Of all forms of literature, however, the essay is the one which least calls for the use of long words. The principle which controls it is simply that it should give pleasure; the desire which impels us when we take it from the shelf is simply to receive pleasure. Everything in an essay must be subdued to that end. It should lay us under a spell with its first word, and we should only wake, refreshed, with its last. In the interval we may pass through the most various experiences of amusement, surprise, interest, indignation; we may soar to the heights of fantasy with Lamb or plunge to the depths of wisdom with Bacon, but we must never be roused. The essay must lap us about and draw its curtain across the world.--Virginia Woolf "The Modern Essay"
I am sometimes told that what is distinctive of these Digressions is that as a philosophical essayist, I often mix autobiography and philosophy.

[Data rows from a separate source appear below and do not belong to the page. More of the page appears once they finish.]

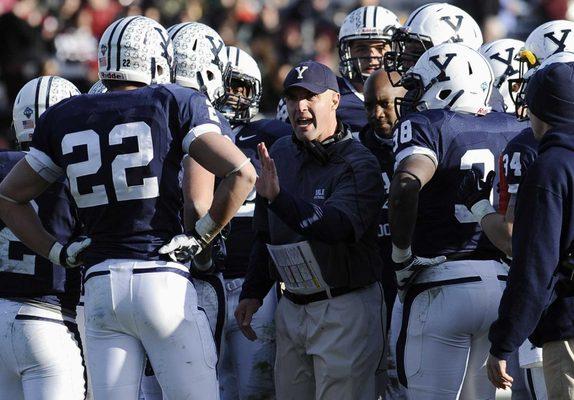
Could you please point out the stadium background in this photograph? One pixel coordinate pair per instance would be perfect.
(59, 37)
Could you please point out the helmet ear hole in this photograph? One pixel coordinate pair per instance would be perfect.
(443, 94)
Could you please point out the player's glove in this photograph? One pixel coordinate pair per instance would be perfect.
(475, 193)
(69, 255)
(408, 266)
(183, 248)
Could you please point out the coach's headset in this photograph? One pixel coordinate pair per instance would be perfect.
(318, 150)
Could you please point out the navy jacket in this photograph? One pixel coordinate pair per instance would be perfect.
(539, 299)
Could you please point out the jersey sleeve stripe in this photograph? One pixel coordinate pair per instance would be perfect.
(43, 165)
(196, 132)
(412, 150)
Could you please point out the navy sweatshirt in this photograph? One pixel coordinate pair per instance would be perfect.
(537, 301)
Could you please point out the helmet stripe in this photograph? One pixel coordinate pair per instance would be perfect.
(109, 67)
(36, 98)
(48, 91)
(119, 41)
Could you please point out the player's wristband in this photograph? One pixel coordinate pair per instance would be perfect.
(207, 229)
(55, 252)
(399, 255)
(482, 208)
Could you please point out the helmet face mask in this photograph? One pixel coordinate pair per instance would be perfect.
(240, 102)
(33, 99)
(136, 49)
(448, 76)
(373, 25)
(200, 59)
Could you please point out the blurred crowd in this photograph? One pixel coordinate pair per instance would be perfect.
(59, 37)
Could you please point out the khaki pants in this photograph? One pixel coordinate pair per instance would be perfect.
(559, 369)
(330, 349)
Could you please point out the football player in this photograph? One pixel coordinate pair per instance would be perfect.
(377, 136)
(39, 344)
(364, 38)
(450, 278)
(515, 160)
(246, 367)
(122, 153)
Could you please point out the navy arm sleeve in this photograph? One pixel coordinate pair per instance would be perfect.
(257, 279)
(326, 224)
(536, 250)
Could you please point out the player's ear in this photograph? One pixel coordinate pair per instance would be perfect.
(335, 100)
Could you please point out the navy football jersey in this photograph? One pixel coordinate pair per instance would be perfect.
(351, 107)
(122, 154)
(23, 274)
(515, 160)
(455, 142)
(241, 235)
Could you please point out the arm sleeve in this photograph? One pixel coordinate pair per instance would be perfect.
(536, 251)
(258, 280)
(196, 116)
(43, 157)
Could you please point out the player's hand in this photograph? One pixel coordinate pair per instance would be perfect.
(182, 248)
(69, 255)
(244, 314)
(267, 184)
(473, 189)
(497, 375)
(408, 270)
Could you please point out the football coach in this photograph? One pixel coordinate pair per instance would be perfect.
(319, 197)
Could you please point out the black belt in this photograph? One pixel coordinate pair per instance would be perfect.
(473, 255)
(303, 299)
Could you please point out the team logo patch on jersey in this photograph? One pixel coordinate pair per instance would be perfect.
(28, 112)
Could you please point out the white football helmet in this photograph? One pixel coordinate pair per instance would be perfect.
(243, 73)
(364, 23)
(519, 99)
(548, 39)
(34, 98)
(502, 55)
(200, 58)
(135, 49)
(98, 88)
(449, 76)
(428, 26)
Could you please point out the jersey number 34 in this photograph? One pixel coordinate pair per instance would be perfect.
(99, 196)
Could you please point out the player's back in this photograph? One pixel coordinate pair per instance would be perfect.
(25, 275)
(456, 142)
(122, 154)
(351, 108)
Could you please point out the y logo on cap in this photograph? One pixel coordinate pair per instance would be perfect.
(300, 71)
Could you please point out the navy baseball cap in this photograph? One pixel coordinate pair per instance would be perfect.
(313, 76)
(550, 94)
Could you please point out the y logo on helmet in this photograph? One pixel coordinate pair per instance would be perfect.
(506, 61)
(454, 27)
(28, 112)
(559, 42)
(300, 71)
(441, 77)
(215, 49)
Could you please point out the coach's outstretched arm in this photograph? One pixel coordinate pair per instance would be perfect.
(17, 190)
(222, 158)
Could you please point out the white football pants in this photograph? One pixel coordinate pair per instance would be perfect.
(39, 356)
(443, 343)
(136, 307)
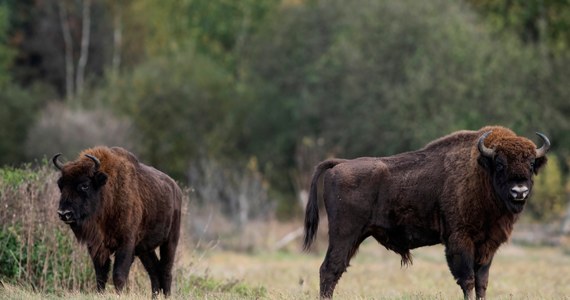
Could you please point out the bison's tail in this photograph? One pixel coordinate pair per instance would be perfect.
(312, 210)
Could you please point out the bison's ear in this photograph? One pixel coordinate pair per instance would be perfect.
(539, 163)
(100, 179)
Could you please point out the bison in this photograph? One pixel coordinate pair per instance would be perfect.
(117, 205)
(464, 190)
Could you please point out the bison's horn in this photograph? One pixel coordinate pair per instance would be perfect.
(56, 161)
(95, 160)
(487, 152)
(540, 152)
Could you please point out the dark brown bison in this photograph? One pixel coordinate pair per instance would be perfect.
(116, 205)
(464, 190)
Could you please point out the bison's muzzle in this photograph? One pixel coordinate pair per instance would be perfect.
(66, 216)
(519, 192)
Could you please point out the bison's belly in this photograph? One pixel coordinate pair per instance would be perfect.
(403, 238)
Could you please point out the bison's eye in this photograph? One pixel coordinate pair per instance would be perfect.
(84, 187)
(499, 166)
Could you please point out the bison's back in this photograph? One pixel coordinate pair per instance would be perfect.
(162, 200)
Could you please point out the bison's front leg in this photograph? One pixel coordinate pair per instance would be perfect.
(123, 260)
(460, 259)
(102, 264)
(481, 279)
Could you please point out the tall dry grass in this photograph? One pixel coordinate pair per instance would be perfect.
(36, 249)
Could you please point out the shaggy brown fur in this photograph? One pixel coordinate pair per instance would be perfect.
(124, 208)
(448, 192)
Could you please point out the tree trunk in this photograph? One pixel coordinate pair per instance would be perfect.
(85, 35)
(117, 40)
(68, 43)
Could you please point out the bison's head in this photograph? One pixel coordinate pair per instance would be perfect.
(511, 162)
(80, 185)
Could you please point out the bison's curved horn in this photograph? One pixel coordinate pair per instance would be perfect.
(56, 161)
(540, 152)
(487, 152)
(95, 160)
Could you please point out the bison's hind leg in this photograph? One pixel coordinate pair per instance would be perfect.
(152, 267)
(337, 259)
(167, 253)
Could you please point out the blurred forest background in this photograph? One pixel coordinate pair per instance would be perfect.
(238, 100)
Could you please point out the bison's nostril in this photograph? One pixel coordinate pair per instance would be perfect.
(64, 215)
(519, 192)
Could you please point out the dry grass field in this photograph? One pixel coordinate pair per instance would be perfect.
(375, 273)
(517, 273)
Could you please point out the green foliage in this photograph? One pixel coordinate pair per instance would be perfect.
(548, 200)
(383, 77)
(6, 53)
(533, 21)
(181, 106)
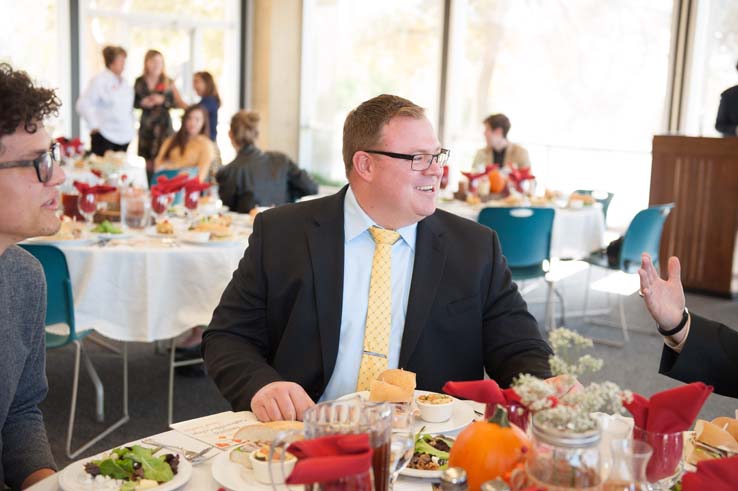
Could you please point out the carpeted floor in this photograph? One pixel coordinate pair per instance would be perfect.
(635, 366)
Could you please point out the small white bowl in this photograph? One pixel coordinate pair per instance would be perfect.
(279, 471)
(438, 412)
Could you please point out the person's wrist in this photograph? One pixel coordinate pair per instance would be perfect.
(677, 328)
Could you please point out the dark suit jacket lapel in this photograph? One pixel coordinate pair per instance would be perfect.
(430, 259)
(326, 248)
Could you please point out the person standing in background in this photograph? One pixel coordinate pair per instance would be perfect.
(106, 105)
(205, 87)
(499, 150)
(155, 94)
(727, 120)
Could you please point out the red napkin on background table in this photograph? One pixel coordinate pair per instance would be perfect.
(330, 458)
(164, 185)
(715, 475)
(484, 391)
(669, 411)
(194, 184)
(85, 188)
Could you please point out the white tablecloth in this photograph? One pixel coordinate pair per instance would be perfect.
(576, 231)
(148, 291)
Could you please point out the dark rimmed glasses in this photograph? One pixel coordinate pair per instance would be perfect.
(44, 164)
(418, 161)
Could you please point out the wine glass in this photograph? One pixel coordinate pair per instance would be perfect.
(87, 206)
(160, 204)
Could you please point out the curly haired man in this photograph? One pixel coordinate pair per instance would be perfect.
(29, 176)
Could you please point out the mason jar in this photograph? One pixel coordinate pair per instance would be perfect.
(564, 460)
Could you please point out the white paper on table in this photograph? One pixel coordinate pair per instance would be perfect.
(217, 429)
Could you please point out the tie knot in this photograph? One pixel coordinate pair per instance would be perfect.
(383, 236)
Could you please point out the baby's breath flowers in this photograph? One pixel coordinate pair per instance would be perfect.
(564, 404)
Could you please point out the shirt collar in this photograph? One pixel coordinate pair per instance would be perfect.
(356, 221)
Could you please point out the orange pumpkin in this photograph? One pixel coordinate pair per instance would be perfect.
(487, 450)
(496, 181)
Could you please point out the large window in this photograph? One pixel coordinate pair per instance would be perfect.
(584, 82)
(353, 51)
(35, 37)
(713, 67)
(193, 35)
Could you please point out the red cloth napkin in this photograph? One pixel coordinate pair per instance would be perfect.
(715, 475)
(85, 188)
(330, 458)
(484, 391)
(164, 185)
(670, 411)
(194, 185)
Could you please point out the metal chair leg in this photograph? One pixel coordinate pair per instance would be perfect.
(75, 385)
(99, 389)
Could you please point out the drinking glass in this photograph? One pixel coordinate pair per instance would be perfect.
(628, 469)
(160, 204)
(87, 206)
(135, 208)
(356, 416)
(665, 466)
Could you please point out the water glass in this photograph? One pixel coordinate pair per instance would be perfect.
(665, 466)
(135, 208)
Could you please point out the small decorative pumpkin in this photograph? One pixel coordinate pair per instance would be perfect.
(489, 449)
(496, 181)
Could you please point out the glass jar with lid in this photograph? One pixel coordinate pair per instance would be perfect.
(564, 460)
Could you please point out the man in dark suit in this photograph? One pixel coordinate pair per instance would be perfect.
(695, 349)
(727, 119)
(300, 321)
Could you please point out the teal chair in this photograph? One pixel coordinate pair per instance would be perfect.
(60, 312)
(602, 197)
(643, 235)
(525, 237)
(169, 174)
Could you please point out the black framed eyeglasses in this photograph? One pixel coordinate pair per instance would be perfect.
(418, 161)
(44, 164)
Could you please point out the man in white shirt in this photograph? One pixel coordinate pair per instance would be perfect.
(107, 105)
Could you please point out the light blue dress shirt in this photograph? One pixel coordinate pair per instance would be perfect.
(357, 269)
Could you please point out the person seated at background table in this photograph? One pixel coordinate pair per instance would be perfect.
(696, 349)
(106, 105)
(190, 146)
(315, 310)
(155, 95)
(29, 180)
(727, 118)
(499, 150)
(204, 85)
(258, 178)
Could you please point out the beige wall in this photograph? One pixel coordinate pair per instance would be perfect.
(275, 84)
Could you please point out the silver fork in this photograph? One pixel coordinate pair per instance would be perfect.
(190, 455)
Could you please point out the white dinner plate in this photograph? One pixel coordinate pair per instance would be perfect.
(74, 478)
(461, 416)
(58, 242)
(235, 478)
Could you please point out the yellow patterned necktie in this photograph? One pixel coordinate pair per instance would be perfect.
(379, 309)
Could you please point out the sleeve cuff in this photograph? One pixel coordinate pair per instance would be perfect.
(677, 347)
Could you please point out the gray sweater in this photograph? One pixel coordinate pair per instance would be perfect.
(23, 443)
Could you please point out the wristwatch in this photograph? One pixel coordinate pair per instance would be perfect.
(678, 328)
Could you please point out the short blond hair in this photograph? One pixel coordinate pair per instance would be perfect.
(245, 127)
(362, 129)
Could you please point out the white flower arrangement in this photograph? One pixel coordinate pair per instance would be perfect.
(563, 403)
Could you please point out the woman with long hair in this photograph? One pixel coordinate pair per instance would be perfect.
(155, 94)
(258, 178)
(190, 147)
(204, 85)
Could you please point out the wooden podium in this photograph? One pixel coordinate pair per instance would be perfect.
(700, 175)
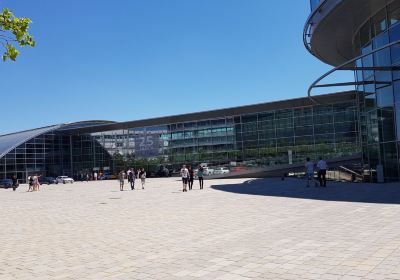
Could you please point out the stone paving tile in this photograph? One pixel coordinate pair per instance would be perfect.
(236, 229)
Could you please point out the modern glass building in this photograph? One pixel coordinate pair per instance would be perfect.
(361, 126)
(270, 135)
(364, 37)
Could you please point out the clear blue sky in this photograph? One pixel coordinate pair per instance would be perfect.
(133, 59)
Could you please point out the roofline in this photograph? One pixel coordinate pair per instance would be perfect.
(221, 113)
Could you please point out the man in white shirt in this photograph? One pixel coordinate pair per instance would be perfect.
(185, 177)
(322, 167)
(309, 171)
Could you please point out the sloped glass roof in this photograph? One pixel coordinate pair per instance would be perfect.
(13, 140)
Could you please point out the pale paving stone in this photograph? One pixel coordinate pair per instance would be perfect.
(94, 231)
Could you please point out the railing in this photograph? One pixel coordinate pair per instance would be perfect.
(349, 66)
(317, 8)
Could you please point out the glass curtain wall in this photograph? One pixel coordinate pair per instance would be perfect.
(55, 154)
(380, 103)
(262, 139)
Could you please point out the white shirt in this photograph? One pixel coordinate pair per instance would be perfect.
(310, 167)
(322, 165)
(184, 173)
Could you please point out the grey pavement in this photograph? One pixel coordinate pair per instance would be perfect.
(233, 229)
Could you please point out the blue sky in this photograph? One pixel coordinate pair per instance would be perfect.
(129, 59)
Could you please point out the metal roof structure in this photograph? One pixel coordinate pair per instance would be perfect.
(10, 141)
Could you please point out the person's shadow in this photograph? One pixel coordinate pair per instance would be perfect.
(336, 191)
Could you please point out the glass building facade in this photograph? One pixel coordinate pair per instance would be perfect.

These remarks conflate, I fear, perhaps necessarily, my personality with my biography. My second thought is that what's truly stylistically distinctive, in almost gimmicky fashion, about my Impressions is that nearly all of them are prompted by and in dialogue with other people's reflections.
Virginia Woolf (recall) suggests that the essayist is a kind of pleasing magician who produces intense experiences, but no action (we must never be roused). That is, an essayist either belongs to the company that divert (or entertain) or those that prompt contemplation (or both), but not, say, to the life of action (e.g., politics, engineering, gardening, etc.). So, an essayist can qua essayist be a theorist even a systematizing theorist (although not offer a completed system), but not a theoretician.
To be sure, the essay, while belonging to the realm of truth also is responsive to public opinion ("as the conditions change so the essayist, most sensitive of all plants to public opinion.") That is, the essay is always a non-autonomous response to factors beyond the essayist's control -- a crooked mirror, but a mirror nevertheless -- even if, as we can grant Seneca, that such limited starting points are turn-stiles toward the path of truth.
Most essays do not generate pleasing magic in their readers. Woolf notes, correctly, but imprudently that,
So great a feat is seldom accomplished, though the fault may well be as much on the reader's side as on the writer's.